Lester: Cranks will be the thing at BASSfest

This week, the second annual BASSfest kicks off. Just like last year, this event will be held on the Tennessee River — this time on the legendary Kentucky Lake.

June in this part of the country for bass fishermen means one thing — offshore ledge fishing. Kentucky Lake is arguably the best ledge fishing lake in the country, and there’s no doubt this tournament will be a slugfest.

Ledge fishing baits have come so far in the past few years, but the one staple that always remains in everyone’s offshore arsenal is the deep diving crankbait. When schools of bass first get out to the ledges in the summer, the big ones want the crankbait. Sure, you can catch them dragging worms or jigs around, but I’ve seen it time and time again: If I can get five to eat the big plug, they will far outweigh the worm draggers’ fish every time.

I think the biggest reason for this is the fact that the fish on the Tennessee River feed on big shad when they’re out there, and the big crankbait does a really great job of mimicking them.

Crankbaits have come very far in the past few years and now several companies make good baits that will get down to 20-plus feet deep.

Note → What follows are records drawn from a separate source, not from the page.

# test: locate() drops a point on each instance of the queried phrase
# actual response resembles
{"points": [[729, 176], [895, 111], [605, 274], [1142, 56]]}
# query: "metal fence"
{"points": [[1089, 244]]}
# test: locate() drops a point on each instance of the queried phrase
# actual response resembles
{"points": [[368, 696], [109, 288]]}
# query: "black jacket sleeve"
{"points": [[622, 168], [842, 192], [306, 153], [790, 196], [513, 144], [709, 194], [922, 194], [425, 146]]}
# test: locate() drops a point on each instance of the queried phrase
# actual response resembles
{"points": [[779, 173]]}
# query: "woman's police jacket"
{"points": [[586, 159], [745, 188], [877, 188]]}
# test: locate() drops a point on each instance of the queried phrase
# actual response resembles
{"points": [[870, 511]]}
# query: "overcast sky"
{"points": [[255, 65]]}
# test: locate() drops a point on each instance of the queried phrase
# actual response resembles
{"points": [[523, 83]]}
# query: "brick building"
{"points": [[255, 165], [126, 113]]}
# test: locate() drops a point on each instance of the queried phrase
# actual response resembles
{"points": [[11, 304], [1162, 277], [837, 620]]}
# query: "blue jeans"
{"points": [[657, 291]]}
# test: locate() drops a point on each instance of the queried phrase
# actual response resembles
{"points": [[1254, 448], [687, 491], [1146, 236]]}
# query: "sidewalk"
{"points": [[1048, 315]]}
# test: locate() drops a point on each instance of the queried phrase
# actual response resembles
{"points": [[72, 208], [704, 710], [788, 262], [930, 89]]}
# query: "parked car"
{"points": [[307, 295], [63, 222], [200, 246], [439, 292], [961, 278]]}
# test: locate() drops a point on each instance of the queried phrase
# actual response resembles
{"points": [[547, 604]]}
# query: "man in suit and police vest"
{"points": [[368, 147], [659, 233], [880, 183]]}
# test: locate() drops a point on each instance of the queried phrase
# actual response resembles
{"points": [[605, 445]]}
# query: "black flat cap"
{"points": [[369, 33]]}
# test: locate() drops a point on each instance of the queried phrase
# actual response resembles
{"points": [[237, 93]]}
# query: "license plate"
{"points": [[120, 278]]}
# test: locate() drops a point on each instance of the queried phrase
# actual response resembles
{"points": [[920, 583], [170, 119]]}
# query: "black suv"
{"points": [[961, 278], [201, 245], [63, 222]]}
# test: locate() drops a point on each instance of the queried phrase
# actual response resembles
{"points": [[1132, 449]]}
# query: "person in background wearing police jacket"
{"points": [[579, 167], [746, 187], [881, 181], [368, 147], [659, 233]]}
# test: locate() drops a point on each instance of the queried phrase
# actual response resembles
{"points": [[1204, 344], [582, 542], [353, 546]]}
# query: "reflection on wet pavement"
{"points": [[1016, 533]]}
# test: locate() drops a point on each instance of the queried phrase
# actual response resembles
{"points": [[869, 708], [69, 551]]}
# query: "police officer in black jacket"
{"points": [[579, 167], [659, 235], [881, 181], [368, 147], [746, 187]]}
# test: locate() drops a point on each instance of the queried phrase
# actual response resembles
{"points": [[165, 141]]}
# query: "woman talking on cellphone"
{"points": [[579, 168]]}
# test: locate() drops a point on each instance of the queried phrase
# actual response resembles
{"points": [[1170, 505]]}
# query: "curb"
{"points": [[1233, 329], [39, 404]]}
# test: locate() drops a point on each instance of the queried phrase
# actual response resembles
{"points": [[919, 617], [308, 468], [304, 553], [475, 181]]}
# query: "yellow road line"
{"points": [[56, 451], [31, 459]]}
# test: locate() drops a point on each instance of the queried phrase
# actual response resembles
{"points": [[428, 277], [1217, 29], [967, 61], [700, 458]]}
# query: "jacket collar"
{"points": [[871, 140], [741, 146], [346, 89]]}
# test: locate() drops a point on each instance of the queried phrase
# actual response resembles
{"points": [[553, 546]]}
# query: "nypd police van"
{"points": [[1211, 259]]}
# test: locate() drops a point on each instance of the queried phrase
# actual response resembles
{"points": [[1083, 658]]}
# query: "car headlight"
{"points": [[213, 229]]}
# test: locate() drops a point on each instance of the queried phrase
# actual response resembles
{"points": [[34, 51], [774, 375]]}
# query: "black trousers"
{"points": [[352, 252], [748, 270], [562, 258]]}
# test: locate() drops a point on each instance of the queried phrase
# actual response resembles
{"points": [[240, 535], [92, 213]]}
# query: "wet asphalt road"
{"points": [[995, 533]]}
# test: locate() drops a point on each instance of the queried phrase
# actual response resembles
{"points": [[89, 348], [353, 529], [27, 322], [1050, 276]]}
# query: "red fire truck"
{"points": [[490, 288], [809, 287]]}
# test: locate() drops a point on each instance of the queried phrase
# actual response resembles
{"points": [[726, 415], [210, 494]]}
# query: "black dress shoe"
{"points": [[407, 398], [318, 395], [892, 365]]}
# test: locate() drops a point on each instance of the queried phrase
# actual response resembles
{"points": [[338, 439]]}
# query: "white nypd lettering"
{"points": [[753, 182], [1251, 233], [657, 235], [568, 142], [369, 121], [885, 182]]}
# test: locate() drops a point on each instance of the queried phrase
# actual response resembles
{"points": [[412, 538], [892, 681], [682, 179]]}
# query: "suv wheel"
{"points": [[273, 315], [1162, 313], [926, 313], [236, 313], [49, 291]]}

In years past, if you wanted to fish past 20 feet, you would have to go to a bottom-bouncing bait. But with today’s baits, some of them will hit 28 to 30 feet on a normal cast.

Baits such as the Strike King 10XD have become popular the past couple of years, and sure they’re big and hard to throw and require you to beef up your tackle a bit, but they will get you the big bites it takes to win tournaments point blank.

My favorite ledge crankbait day in and day out, though, is the Strike King 6XD. For everything up to 20 feet, this bait is the deal. I feel like it is the perfect size. It dives steep and gets to the bottom quickly, and it doesn’t kick out when you reel it fast.

My tackle for big cranks is a MHX-CB-907 for all my normal size plugs. For oversize baits like the 10XD, I use a CB-968 blank that I cut down to 7-6 to reduce the weight a little. Both of these rods have just the right balance of power and bend for cast and fighting fish.

I always put new Mustad hooks on the baits. Round bend trebles are my preference.

For line, I use 10- to 12-pound-test Vicious Fluorocarbon for the 6XD and 15- to 17-pound on the 10XD.

I like a slower 5:4:1 gear ratio reel to help them dive to their deepest depths.

I am so excited to be fishing on the best river system in the country this week, and I hope you will come out and enjoy the event and help strengthen the new annual tradition that is BASSfest.